A checklist for investigating slowness in web applications

A checklist for investigating slowness in web applications

More often than not I find myself dealing with legacy web applications of any kind (mostly Python and PHP). Sometimes these websites and applications can show signs of slowness, or they become slow all of a sudden once migrated to a new environment.

Most issues are low hanging fruit, and don't require complex instrumentation. In all these cases it's important to have a simple checklist to investigate and solve these issues quickly. Here's mine!

1. Check DNS resolution and outgoing HTTP requests

This is old but gold. DNS resolution problems are frequent and subtle.

Sometimes a web application becomes too slow without any clear cause. Before setting up more serious instrumentation you can check first of all if the application makes DNS requests to the outside.

As you might know, machines need to make a DNS request to resolve the remote host (if it's not an ip address) before the HTTP request can start.

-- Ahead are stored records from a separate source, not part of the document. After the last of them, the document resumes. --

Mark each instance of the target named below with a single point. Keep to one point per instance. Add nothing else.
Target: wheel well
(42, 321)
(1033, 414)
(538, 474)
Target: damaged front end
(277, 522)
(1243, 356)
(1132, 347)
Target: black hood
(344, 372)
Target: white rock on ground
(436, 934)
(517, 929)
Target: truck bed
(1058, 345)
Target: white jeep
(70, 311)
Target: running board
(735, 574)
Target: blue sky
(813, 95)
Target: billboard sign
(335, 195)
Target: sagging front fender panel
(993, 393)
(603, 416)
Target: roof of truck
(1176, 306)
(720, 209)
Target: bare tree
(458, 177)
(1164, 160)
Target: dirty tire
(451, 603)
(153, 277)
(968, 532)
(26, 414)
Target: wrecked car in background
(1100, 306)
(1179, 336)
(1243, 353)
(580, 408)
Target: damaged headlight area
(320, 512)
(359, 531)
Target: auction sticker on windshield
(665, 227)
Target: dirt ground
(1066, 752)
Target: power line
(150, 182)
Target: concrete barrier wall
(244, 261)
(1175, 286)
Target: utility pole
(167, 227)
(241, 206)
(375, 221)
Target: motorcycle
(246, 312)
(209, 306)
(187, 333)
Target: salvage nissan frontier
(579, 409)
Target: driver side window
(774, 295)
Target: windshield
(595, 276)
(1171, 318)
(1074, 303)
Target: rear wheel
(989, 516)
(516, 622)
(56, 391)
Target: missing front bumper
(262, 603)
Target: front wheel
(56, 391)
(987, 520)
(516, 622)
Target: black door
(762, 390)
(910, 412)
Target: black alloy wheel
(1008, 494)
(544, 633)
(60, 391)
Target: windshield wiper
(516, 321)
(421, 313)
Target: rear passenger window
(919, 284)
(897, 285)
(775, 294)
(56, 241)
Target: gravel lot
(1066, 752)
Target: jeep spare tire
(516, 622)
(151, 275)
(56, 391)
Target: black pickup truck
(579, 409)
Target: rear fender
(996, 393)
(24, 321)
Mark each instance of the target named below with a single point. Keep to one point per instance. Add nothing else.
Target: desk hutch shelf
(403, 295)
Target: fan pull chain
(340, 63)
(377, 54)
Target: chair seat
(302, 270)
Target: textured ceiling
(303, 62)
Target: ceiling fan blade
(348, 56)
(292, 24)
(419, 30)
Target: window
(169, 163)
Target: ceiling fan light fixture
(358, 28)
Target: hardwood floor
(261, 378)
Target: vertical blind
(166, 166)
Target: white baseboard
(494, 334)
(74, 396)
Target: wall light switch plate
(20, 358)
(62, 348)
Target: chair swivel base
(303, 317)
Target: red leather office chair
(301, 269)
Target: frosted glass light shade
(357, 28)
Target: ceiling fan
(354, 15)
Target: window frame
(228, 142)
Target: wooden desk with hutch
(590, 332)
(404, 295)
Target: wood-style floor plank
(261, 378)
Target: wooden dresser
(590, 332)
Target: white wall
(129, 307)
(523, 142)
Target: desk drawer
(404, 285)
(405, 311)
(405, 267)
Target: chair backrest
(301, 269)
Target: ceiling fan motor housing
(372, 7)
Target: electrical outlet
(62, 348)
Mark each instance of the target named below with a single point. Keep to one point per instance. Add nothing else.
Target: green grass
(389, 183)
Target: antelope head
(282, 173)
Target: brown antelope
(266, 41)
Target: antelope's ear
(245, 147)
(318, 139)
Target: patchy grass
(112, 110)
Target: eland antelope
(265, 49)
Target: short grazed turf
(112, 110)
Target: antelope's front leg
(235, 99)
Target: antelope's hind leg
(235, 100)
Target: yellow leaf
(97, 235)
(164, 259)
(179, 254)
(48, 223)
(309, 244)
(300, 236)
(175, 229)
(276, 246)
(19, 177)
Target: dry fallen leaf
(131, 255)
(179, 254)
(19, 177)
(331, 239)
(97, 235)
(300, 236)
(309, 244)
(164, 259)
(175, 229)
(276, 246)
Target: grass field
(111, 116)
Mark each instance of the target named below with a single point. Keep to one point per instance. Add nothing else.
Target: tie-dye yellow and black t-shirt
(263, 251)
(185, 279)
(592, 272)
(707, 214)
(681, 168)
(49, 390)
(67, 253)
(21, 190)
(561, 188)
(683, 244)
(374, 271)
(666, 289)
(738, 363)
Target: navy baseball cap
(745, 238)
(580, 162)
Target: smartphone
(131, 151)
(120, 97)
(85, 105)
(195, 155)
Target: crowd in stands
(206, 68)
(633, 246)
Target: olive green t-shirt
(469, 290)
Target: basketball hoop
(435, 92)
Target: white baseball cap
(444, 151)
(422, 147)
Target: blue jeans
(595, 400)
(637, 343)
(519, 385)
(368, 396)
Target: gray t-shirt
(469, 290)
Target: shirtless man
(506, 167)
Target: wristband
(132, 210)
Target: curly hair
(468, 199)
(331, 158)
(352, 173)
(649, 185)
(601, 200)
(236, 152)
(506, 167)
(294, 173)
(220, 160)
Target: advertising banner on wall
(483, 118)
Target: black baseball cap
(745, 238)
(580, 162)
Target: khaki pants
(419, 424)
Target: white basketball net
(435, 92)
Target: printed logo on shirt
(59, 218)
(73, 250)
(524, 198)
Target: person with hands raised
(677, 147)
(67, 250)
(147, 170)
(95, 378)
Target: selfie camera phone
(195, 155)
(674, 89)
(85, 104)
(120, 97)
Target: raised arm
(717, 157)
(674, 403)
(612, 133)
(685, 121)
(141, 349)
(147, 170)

If the DNS server isn't responding, or if it's too slow, the application can become slow or totally unresponsive.

To investigate DNS resolution issues you can use tcpdump on the host machine:

tcpdump port 53

Once the capture is in place you can try visiting the affected page, or making the appropriate request to trigger the issue. Your output should roughly be along these lines:

12:48:59.492154 IP some-host.local.44630 > resolver1.opendns.com.domain: 46758+ A? request-domain.com. (30)
12:48:59.492161 IP some-host.local.44630 > resolver1.opendns.com.domain: 35512+ AAAA? request-domain.com. (30)

Here request-domain.com is the domain for which the local host some-host.local is requesting DNS info to opendns.com.

In some cases the DNS response could be slow or unreliable and the application becomes inexplicably slow.

In a recent case I had an ipv6-enabled host where some piece of code was making HTTP and DNS requests. Due the way glibc makes DNS requests, the host was showing terrible slowness.

Takeaway: always check if the code makes outgoing requests. Check if DNS resolution works as expected on the target host.

2. Check and offload I/O blocking, synchronous operations

Most programming languages are synchronous by nature. Take Python or PHP for example.

What this means in practice is that any I/O blocking operation made from a view (view in the MVC or MVT paradigm) or from any piece of code in response to some user interaction can block the application until the operation has completed.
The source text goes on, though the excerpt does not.